The facts of his situation he could appreciate like a man with a distinct experience of the country. He saw them clearly. He was as if sobered after a long bout of intoxication. His fidelity had been taken advantage of.
He had persuaded the body of cargadores to side with the Blancos against the rest of the people; he had had interviews with Don Jose; he had been made use of by Father Corbelan for negotiating with Hernandez;it was known that Don Martin Decoud had admitted him to a sort of intimacy, so that he had been free of the offices of the Porvenir . All these things had flattered him in the usual way. What did he care about their politics? Nothing at all. And at the end of it all -- Nostromo here and Nostromo there -- where is Nostromo? Nostromo can do this and that -- work all day and ride all night -- behold! he found himself a marked Ribierist for any sort of vengeance Gamacho, for instance, would choose to take, now the Montero party had, after all, mastered the town. The Europeans had given up; the caballeros had given up. Don Martin had indeed explained it was only temporary -- that he was going to bring Barrios to the rescue. Where was that now -- with Don Martin (whose ironic manner of talk had always made the Capataz feel vaguely uneasy) stranded on the Great Isabel? Everybody had given up. Even Don Carlos had given up. The hurried removal of the treasure out to sea meant nothing else than that.
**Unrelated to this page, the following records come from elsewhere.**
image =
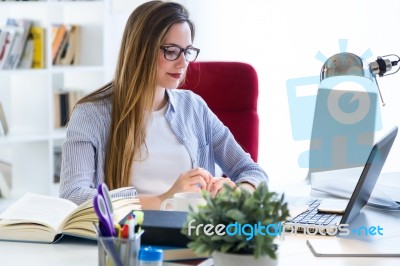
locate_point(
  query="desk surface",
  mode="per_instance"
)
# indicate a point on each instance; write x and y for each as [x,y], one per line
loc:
[293,248]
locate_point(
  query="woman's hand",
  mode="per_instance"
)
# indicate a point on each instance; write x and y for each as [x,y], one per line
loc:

The Capataz de Cargadores, on a revulsion of subjectiveness, exasperated almost to insanity, beheld all his world without faith and courage. He had been betrayed!
With the boundless shadows of the sea behind him, out of his silence and immobility, facing the lofty shapes of the lower peaks crowded around the white, misty sheen of Higuerota, Nostromo laughed aloud again, sprang abruptly to his feet, and stood still. He must go. But where?
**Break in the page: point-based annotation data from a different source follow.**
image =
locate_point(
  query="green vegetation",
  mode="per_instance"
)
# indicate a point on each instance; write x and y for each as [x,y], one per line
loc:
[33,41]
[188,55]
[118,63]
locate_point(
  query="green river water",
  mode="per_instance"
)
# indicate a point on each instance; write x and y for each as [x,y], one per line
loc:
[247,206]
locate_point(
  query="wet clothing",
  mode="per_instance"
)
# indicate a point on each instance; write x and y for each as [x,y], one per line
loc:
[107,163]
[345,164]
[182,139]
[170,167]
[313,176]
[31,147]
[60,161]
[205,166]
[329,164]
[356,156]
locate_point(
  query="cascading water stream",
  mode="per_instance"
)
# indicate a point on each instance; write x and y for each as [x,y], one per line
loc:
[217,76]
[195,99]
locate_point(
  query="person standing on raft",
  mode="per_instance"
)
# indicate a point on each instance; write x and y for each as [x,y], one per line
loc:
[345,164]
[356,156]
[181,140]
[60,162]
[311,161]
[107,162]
`There is no mistake. They keep us and encourage us as if we were dogs born to fight and hunt for them. The vecchio is right,' he said, slowly and scathingly. He remembered old Giorgio taking his pipe out of his mouth to throw these words over his shoulder at the cafe, full of engine-drivers and fitters from the railway workshops. This image fixed his wavering purpose.
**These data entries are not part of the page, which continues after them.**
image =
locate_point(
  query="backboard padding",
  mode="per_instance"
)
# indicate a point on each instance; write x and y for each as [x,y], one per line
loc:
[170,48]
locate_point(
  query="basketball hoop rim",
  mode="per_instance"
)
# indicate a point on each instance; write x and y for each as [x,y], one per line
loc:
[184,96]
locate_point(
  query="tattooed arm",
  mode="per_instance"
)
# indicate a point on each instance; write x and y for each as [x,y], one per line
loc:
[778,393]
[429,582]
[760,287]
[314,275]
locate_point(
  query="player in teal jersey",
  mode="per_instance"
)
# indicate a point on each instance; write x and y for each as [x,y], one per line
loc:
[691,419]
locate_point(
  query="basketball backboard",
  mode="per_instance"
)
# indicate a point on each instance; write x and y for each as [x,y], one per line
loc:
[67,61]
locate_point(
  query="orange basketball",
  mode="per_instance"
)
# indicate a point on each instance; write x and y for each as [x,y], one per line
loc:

He would try to find old Giorgio if he could. God knows what might have happened to him! He made a few steps, then stopped again and shook his head. To the left and right, in front and behind him, the scrubby bush rustled mysteriously in the darkness.
`Teresa was right, too,' he added in a low tone touched with awe. He wondered whether she was dead in her anger with him or still alive. As if in answer to this thought, half of remorse and half of hope, with a soft flutter and oblique flight, a big owl, whose appalling cry: `Ya-acabo!
Ya-acabo! -- it is finished; it is finished' -- announces calamity and death in the popular belief, drifted vaguely like a large dark ball across his path. In the downfall of all the realities that made his force, he was affected by the superstition, and shuddered slightly. Signora Teresa must have died, then. It could mean nothing else. The cry of the ill-omened bird, the first sound he was to hear on his return, was a fitting welcome for his betrayed individuality. The unseen powers which he had offended by refusing to bring a priest to a dying woman were lifting up their voice against him. She was dead. With admirable and human consistency he referred everything to himself. She had been a woman of good counsel always. And the bereaved old Giorgio remained stunned by his loss just as he was likely to require the advice of his sagacity. The blow would render the dreamy old man quite stupid for a time.
As to Captain Mitchell, Nostromo, after the manner of trusted subordinates, considered him as a person fitted by education perhaps to sign papers in an office and to give orders, but otherwise of no use whatever, and something of a fool. The necessity of winding round his little finger, almost daily, the pompous and testy self-importance of the old seaman had grown irksome with use to Nostromo. At first it had given him an inward satisfaction.